What common interface would be appropriate for these game object classes?

Posted by Jefffrey on Game Development See other posts from Game Development or by Jefffrey
Published on 2013-10-22T15:36:25Z Indexed on 2013/10/22 22:04 UTC
Read the original article Hit count: 261

Filed under:
|

Question

A component based system's goal is to solve the problems that derives from inheritance: for example the fact that some parts of the code (that are called components) are reused by very different classes that, hypothetically, would lie in a very different branch of the inheritance tree.

That's a very nice concept, but I've found out that CBS is often hard to accomplish without using ugly hacks. Implementations of this system are often far from clean. But I don't want to discuss this any further.

My question is: how can I solve the same problems a CBS try to solve with a very clean interface? (possibly with examples, there are a lot of abstract talks about the "perfect" design already).

Context

Here's an example I was going for before realizing I was just reinventing inheritance again:

class Human {
public:
    Position position;
    Movement movement;
    Sprite   sprite;
    // other human specific components
};

class Zombie {
    Position position;
    Movement movement;
    Sprite   sprite;
    // other zombie specific components
};

After writing that I realized I needed an interface, otherwise I would have needed N containers for N different types of objects (or to use boost::variant to gather them all together). So I've thought of polymorphism (move what systems do in a CBS design into class specific functions):

class Entity {
public:
    virtual void on_event(Event) {} // not pure virtual on purpose
    virtual void on_update(World) {}
    virtual void on_draw(Window) {}
};

class Human : public Entity {
private:
    Position position;
    Movement movement;
    Sprite   sprite;
public:
    virtual void on_event(Event) { ... }
    virtual void on_update(World) { ... }
    virtual void on_draw(Window) { ... }
};

class Zombie : public Entity {
private:
    Position position;
    Movement movement;
    Sprite   sprite;
public:
    virtual void on_event(Event) { ... }
    virtual void on_update(World) { ... }
    virtual void on_draw(Window) { ... }
};

Which was nice, except for the fact that now the outside world would not even be able to know where a Human is positioned (it does not have access to its position member).
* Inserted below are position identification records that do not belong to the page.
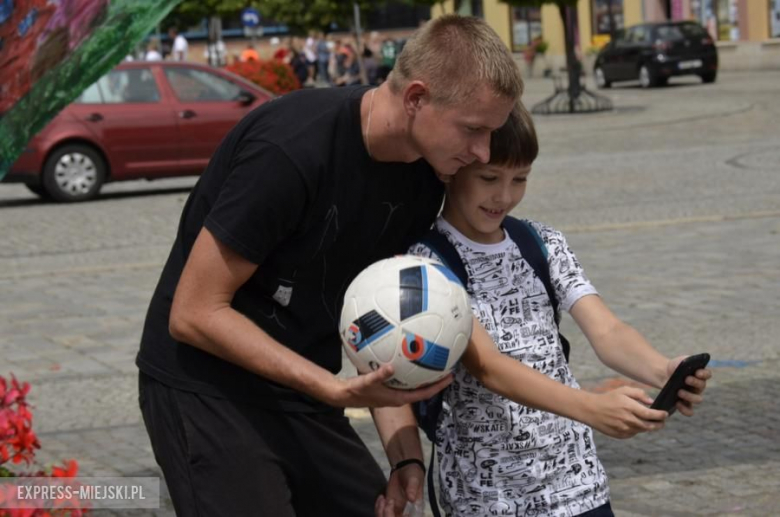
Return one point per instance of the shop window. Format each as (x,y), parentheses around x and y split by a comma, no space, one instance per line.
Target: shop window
(526,26)
(469,8)
(601,10)
(719,17)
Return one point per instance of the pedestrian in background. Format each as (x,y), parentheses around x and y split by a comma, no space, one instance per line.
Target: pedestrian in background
(180,46)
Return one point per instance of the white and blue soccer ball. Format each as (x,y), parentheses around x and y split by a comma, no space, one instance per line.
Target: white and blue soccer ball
(411,312)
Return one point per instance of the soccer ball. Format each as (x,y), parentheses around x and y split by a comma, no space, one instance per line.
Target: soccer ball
(411,312)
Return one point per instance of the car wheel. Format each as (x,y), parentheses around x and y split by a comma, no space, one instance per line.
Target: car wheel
(74,173)
(601,79)
(709,77)
(39,191)
(647,78)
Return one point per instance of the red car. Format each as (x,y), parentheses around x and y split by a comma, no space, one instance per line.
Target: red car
(141,120)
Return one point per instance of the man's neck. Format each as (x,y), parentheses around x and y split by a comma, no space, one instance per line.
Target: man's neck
(388,137)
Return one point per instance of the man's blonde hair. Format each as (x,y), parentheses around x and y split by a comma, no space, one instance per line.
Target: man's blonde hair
(453,55)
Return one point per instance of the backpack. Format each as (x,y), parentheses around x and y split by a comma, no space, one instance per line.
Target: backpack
(534,251)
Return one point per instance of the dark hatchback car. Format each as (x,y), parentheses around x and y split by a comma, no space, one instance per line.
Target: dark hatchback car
(654,52)
(141,120)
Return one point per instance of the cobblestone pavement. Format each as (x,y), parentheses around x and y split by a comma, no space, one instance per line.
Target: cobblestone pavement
(671,202)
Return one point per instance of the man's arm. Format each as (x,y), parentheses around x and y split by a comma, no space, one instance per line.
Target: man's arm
(201,316)
(622,348)
(397,429)
(620,413)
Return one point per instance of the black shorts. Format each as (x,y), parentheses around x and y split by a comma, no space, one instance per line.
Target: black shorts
(220,457)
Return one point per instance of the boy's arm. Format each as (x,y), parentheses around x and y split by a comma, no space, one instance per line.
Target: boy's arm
(622,348)
(397,429)
(201,316)
(619,413)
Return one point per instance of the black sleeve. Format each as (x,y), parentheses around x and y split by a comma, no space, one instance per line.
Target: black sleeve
(261,202)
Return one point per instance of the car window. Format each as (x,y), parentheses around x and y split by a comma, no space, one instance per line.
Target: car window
(640,35)
(192,85)
(133,85)
(91,95)
(692,30)
(670,33)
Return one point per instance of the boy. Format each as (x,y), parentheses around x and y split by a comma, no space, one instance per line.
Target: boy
(497,456)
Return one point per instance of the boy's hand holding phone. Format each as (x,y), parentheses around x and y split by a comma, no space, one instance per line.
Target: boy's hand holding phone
(623,413)
(686,384)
That would be useful to track the player position for collision detection or if on_update the Zombie would want to track down its nearest human to move towards him.

So I added const Position& get_position() const; to both the Zombie and Human classes. And then I realized that both functionality were shared, so it should have gone to the common base class: Entity. Do you notice anything? Yes, with that methodology I would have a god Entity class full of common functionality (which is the thing I was trying to avoid in the first place).

Meaning of "hacks" in the implementation I'm referring to

I'm talking about the implementations that defines Entities as simple IDs to which components are dynamically attached. Their implementation can vary from C-stylish:

int last_id;
Position* positions[MAX_ENTITIES];
Movement* movements[MAX_ENTITIES];

Where positions[i], movements[i], component[i], ... make up the entity. Or to more C++-style:

int last_id;
std::map<int, Position> positions;
std::map<int, Movement> movements;

From which systems can detect if an entity/id can have attached components.